To keep the learning curve and maintenance burden low, new users should be able to deploy the DSS with knowledge of terraform only. Advanced users running their own infrastructure should be able to deploy the DSS using the Helm Chart directly.

2. New repository structure

This is the opportunity to reorganize the repository structure incrementally to split build and deployment [C.3]. All assets are currently located in the build folder and expect users to work by default in an ignored folder build/workspace/. A new folder at the root of the repository may be created with the following structure:

/deploy
    infrastructure (terraform)
        aks *
        eks *
        gke *
    common (common modules, if needed)
    services
        tanka 
        helm *
    operations
        README (how to use the deployment manager)
        scripts
            make_certs
            apply_certs
    workspace (environment definitions, custom to each user)
        example
            example.tfvars (User variables for the infrastructure deployment)
            services.yaml (User values for the helm chart)
            main.tf (terraform deployment specification)
            certs/ (Generated certificates - this should move to the secret manager store, see **C.7**)

3. Extract deployment example to a new repository

Terraform modules, helm charts and the deployment manager CLI can be packaged and published. [C.4] Once those components can be installed from a publicly available registry, an example repository could be created supporting users to work outside the main dss repository for their own deployment. [C.5]

4. Use secret manager to store the generated certificates

Currently certificates are generated in the repository in an ignored folder.

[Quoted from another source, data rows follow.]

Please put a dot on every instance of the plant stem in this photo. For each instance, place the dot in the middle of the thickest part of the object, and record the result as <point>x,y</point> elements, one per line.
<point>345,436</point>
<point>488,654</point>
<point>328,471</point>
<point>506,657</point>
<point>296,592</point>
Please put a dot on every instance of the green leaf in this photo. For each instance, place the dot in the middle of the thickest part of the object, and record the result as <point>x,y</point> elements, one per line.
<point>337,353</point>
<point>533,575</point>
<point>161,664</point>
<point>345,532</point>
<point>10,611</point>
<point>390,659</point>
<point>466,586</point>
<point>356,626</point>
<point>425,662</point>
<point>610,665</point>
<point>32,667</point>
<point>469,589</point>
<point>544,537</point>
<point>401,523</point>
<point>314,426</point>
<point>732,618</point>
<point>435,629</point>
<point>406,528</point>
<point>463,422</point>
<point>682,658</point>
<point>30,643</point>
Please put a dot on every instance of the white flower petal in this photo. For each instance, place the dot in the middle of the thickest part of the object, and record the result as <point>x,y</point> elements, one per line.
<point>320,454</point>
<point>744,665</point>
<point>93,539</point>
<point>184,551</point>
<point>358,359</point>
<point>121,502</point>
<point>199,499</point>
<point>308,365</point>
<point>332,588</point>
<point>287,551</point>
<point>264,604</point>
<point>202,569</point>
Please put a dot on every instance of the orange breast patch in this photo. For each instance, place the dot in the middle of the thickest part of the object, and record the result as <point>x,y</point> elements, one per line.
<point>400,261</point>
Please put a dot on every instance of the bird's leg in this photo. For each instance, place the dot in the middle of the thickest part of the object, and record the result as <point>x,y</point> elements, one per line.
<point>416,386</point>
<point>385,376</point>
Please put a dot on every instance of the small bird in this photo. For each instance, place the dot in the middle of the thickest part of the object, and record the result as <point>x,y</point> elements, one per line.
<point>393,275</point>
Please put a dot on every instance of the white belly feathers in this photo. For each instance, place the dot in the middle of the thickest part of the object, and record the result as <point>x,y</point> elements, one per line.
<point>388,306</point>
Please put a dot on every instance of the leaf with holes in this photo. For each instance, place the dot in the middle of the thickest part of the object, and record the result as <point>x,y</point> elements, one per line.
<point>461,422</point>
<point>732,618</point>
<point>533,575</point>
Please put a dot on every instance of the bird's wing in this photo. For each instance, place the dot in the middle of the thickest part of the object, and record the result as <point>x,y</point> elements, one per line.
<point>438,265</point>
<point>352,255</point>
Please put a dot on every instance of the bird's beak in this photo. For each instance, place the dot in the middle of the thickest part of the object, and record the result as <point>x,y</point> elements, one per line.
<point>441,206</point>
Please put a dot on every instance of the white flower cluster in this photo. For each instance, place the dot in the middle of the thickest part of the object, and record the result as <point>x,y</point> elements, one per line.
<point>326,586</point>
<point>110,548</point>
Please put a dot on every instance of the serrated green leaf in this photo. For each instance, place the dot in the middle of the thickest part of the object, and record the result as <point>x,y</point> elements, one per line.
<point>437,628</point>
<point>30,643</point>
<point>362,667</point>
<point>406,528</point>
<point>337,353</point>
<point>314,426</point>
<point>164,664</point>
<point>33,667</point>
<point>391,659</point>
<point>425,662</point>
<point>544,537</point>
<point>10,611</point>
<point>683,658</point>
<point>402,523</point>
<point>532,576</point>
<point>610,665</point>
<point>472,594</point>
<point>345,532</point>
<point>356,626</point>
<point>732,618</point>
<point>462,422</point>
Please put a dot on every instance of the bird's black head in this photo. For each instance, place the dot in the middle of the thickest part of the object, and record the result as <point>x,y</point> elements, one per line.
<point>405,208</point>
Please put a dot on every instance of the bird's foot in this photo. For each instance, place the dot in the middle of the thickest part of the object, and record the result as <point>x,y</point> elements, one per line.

Storing them in a secret manager. [C.7] The following services are available: Google: https://cloud.google.com/secret-manager AWS: https://aws.amazon.com/fr/secrets-manager/ Azure: https://azure.microsoft.com/en-us/products/key-vault/ The secret manager will be provisioned by the infrastructure stage and filled and updated by the deployment manager. Secrets will be exposed as a K8s resource in the cluster or via CLI for local usage.

5. Automatically test the deployment

Once the infrastructure and the services can be deployed using infrastructure as code, the pooling procedure of a DSS Region deployment with multi-cloud DSS instances can be added to the CI/CD. [C.6] The pooling procedure will be orchestrated by the deployment manager. This will support committers and contributors to gain confidence on contributions / changes to the deployment procedure and unnoticed changes of cloud providers.

Changes summary

Priority 1

C.1: Introduction of terraform to manage the infrastructure stage for each cloud provider. C.3: Reorganize the dss repository to make a separation between build and deployment. C.2: Replacement of tanka with helm charts. C.4: Publish DSS helm chart and terraform modules for each cloud provider to simplify usage outside of the repository. C.5: Example repository using published artifacts.

Priority 2

C.7: Use secret manager to store the certificates.

Priority 3

C.6: Test in the CI/CD the deployment of a DSS Region with multi-cloud DSS instances and test the pooling procedure.